The Central Limit Theorem and Related Topics

The Central Limit Theorem

If measurements are obtained independently and come from a process with finite variance, then the distribution of their mean tends towards a Gaussian (normal) distribution as the sample size increases.

Fig. 30

Figure: The standard normal density

Details

The Central Limit Theorem states that if $X_1, X_2, \ldots$ are independent and identically distributed random variables with mean $\mu$ and (finite) variance $\sigma^2$ , then the distribution of $\bar{X}_n:= \displaystyle\frac{X_1+\dots+X_n}{n}$ tends towards a normal distribution. It follows that for a large enough sample size $n$ , the distribution random variable $\bar{X}_n$ can be approximated by $N(\mu,\sigma^2/n)$ .

The standard normal distribution is given by the p.d.f.:

$\varphi(z) = \displaystyle\frac{1}{\sqrt{2\pi}} e^{\displaystyle\frac{-z^2}{2}}$

for $z\in \mathbb{R}$

The standard normal distribution has an expected value of zero:

$\mu =\displaystyle\int z\varphi (z)dz =0$

and a variance of:

$\sigma^2 =\displaystyle\int ({z-\mu})^2 \varphi(z)dz=1$

If a random variable $Z$ has the standard normal (or Gaussian) distribution, we write $Z\sim N(0,1)$ .
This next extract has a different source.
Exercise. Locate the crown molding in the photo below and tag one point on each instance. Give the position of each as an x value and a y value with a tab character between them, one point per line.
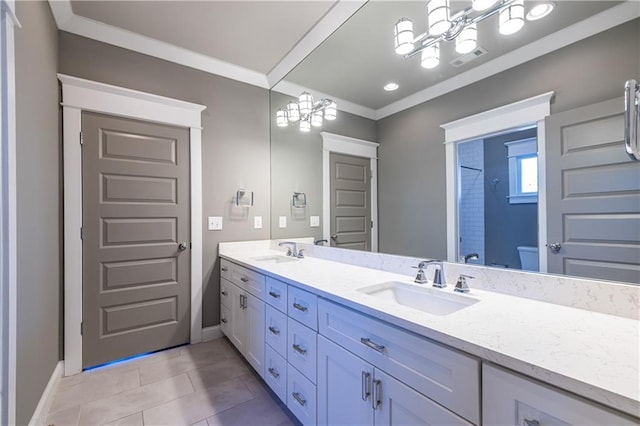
593	25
If we define a new random variable, $Y$ , by writing $Y=\sigma Z + \mu$ , then $Y$ has an expected value of $\mu$ , a variance of $\sigma^2$ and a density (p.d.f.) given by the formula:

$f(y) = \displaystyle\frac{1}{\sqrt{2\pi}\sigma} \ e^{\displaystyle\frac{-(y-\mu)^2}{2\sigma^2}}$

This is general normal (or Gaussian) density, with mean $\mu$ and variance $\sigma^2$ .

The Central Limit Theorem states that if you take the mean of several independent random variables, the distribution of that mean will look more and more like a Gaussian distribution (if the variance of the original random variables is finite).

More precisely, the cumulative distribution function of:

$\displaystyle\frac{\bar{X}_n - \mu}{\sigma/\sqrt{n}}$

converges to $\Phi$ , the $N(0,1)$ cumulative distribution function.

Examples

Example

If we collect measurements on waiting times, these are typically assumed to come from an exponential distribution with density

$f(t)=\lambda e^{-\lambda t},\textrm{ for } t>0$

The Central Limit Theorem states that the mean of several such waiting times will tend to have a normal distribution.

Example

We are often interested in computing:

$w=\displaystyle\frac{\bar{x}-\mu_0}{\displaystyle\frac{s}{\sqrt{n}}}$

which comes from a $T$ distribution (see below), if the $x_i$ are independent outcomes from a normal distribution.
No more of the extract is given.